Neurological disorders such as addiction, depression, and obsessive-compulsive disorder (OCD) affect millions of people worldwide and are often characterized by complex diseases involving multiple brain regions and circuits. These conditions are notoriously difficult to treat due to the complex and poorly understood nature of brain functions, as well as the challenge of delivering treatments to deep brain structures without surgical procedures. The field of neuroscience has been rapidly evolving in recent years, and non-surgical brain stimulation presents a new hope for understanding and treating countless neurological and psychological conditions without surgical intervention or implantation.
In this context, researchers at the École Polytechnique Fédérale de Lausanne successfully tested a new technique for penetrating the human brain without the need for surgery for potential therapeutic purposes. The research, which utilizes transcranial temporal interference stimulation (tTIS), specifically targets deep brain areas that serve as control centers for various important cognitive functions and are involved in different neurological and psychiatric disorders.
The study, published in Nature Human Behaviour, highlights a multidisciplinary approach that integrates medicine, neuroscience, computation, and engineering to enhance our understanding of the brain and develop potentially life-changing treatments. Professor Friedhelm Hämmerle, who leads the research, stated, "Deep brain stimulation (DBS) has already been successfully applied to deep neural control centers to reduce addiction and treat Parkinson's disease, OCD, or depression." The main difference with the approach we are taking is that it is non-surgical, meaning we use low-level electrical stimulation on the scalp to target these areas.
Pierre Vasiliadis, the lead author of the research paper, explained that the tTIS technique utilizes pairs of electrodes connected to the scalp to apply weak electrical fields within the brain. He added that until now, we could not specifically target these areas with non-surgical techniques, as low-level electrical fields would stimulate all areas between the skull and deep regions, making any treatments ineffective. This approach allows for selective stimulation of deep brain areas that are critical in neuropsychiatric disorders.
This innovative technique is based on the concept of temporal interference, initially explored in rodent models and now successfully translated to human applications by the EPFL team. In this experiment, one pair of electrodes was set to a frequency of 2000 Hz, while another pair was set to 2080 Hz. Thanks to detailed computational models of brain structure, the electrodes are specifically placed on the scalp to ensure their signals intersect in the targeted area. At this stage, the magic of interference occurs: the slight frequency difference of 80 Hz between the two currents becomes the effective stimulation frequency within the target area. The brilliance of this method lies in its selectivity; the high fundamental frequencies (e.g., 2000 Hz) do not directly stimulate neural activity, leaving overlapping brain tissues unaffected and focusing the effect solely on the target area.
This recent research focuses on the striatum, a key player in reward and reinforcement mechanisms. By stimulating the striatum at 80 Hz, the team found they could disrupt its normal functioning, which directly affects the learning process. The therapeutic potential is significant, especially for conditions such as addiction, apathy, and depression, where reward mechanisms play a crucial role. In the case of addiction, for example, people tend to overindulge in rewards, and researchers see their method as a way to help reduce this excessive pathological focus.

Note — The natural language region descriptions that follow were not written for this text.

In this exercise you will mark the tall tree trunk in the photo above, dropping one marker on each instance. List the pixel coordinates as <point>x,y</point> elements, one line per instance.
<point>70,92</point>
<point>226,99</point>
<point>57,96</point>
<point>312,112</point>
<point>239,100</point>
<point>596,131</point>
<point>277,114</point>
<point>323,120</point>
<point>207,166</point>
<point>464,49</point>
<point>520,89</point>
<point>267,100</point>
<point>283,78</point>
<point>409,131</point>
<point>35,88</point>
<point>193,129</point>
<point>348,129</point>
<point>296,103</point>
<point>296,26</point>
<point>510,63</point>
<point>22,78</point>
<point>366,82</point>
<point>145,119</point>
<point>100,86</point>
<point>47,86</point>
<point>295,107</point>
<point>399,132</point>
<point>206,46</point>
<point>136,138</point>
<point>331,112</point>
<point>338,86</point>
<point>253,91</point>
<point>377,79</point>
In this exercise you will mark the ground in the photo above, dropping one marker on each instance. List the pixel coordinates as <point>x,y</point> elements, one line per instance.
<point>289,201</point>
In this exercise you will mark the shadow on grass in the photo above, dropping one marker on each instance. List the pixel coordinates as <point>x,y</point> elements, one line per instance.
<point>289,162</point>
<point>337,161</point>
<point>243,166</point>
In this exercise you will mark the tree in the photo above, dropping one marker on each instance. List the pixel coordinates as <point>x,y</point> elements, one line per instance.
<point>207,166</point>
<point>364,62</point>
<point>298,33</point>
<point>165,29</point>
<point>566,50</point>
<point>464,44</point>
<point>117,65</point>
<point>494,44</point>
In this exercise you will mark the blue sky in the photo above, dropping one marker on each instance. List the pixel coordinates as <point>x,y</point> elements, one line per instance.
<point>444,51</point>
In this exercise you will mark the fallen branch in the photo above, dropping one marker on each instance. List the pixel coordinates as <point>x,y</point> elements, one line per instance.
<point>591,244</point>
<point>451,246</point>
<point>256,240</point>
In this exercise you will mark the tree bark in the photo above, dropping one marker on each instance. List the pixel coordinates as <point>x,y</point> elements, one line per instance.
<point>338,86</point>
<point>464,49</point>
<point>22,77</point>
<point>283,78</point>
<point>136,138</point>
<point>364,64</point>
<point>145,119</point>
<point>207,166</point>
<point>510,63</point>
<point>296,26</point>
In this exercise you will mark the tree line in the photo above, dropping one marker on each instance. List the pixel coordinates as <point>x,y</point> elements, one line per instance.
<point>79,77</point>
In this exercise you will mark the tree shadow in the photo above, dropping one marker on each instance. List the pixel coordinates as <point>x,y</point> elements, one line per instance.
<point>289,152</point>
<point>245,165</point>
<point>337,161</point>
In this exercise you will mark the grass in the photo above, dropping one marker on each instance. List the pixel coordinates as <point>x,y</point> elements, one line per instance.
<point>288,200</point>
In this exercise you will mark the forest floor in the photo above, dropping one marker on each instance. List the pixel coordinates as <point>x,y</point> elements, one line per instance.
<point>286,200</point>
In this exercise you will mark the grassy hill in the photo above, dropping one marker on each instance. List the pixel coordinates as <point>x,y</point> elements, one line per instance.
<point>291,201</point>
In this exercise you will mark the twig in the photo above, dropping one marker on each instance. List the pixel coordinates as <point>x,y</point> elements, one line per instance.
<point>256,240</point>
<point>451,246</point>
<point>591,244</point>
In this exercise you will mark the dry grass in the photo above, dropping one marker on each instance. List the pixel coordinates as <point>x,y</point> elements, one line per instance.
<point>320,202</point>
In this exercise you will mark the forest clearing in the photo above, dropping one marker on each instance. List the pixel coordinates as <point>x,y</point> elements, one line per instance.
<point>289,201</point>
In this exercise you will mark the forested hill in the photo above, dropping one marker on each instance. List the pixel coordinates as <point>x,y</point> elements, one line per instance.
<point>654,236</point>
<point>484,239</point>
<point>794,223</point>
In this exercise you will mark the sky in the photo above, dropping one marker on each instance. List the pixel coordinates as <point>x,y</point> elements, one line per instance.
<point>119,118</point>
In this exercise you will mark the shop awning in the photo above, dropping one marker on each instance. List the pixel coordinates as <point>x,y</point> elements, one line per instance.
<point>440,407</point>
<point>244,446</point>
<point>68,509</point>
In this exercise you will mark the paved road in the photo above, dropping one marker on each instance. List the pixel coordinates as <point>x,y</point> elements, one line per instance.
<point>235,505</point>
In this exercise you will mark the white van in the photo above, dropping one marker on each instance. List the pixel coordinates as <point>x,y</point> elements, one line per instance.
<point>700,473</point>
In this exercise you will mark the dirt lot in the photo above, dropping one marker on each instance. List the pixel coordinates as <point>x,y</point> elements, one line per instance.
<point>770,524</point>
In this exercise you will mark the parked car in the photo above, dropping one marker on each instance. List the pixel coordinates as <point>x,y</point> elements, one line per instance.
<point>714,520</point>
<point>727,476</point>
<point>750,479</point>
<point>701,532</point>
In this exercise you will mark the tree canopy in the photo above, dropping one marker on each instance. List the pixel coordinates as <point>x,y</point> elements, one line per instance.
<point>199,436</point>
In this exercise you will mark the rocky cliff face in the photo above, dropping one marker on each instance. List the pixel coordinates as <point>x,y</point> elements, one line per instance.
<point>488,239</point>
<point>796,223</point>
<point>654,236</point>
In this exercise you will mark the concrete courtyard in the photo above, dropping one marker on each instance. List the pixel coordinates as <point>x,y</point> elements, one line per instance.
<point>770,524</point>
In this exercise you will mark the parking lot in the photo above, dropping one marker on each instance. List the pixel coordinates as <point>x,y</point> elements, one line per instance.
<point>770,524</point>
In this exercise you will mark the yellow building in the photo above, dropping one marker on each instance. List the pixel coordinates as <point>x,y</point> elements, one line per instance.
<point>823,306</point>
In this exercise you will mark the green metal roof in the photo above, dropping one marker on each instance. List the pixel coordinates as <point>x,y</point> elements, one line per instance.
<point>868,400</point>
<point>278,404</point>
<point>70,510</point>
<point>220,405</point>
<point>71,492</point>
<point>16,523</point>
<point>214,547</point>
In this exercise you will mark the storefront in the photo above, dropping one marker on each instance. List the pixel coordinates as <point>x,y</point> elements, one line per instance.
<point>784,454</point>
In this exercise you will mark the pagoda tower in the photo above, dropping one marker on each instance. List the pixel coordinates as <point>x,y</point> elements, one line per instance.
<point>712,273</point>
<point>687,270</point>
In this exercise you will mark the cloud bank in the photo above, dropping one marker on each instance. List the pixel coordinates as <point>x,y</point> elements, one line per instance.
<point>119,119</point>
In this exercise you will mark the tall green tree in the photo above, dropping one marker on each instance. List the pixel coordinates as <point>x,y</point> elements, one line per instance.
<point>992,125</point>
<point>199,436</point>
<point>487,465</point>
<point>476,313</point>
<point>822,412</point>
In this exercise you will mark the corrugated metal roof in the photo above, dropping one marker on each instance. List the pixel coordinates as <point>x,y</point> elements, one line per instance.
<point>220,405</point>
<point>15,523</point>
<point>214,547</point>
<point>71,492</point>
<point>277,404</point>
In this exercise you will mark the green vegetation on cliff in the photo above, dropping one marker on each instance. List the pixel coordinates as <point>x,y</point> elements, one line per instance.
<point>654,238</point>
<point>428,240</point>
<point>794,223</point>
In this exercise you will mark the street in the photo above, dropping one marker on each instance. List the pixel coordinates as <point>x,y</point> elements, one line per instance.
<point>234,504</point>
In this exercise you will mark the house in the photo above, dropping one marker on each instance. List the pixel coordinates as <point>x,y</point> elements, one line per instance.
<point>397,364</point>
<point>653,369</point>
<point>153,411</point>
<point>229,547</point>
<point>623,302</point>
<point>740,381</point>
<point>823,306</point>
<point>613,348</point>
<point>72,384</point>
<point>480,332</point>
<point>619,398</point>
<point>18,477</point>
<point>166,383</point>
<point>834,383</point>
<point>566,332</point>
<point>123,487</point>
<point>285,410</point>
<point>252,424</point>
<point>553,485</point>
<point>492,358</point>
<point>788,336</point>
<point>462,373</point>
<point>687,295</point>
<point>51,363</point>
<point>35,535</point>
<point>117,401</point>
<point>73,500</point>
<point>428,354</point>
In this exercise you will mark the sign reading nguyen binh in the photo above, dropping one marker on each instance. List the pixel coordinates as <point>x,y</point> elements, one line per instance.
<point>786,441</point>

Furthermore, the team is exploring how different stimulation patterns might not only disrupt brain functions but also enhance them. The researchers involved in the study believe it shows promising results in improving motor behavior and increasing striatal activity, particularly in older adults with diminished learning capabilities. They consider this technology the beginning of a new chapter in brain stimulation, offering personalized treatment through less invasive means, viewing it as a non-surgical approach.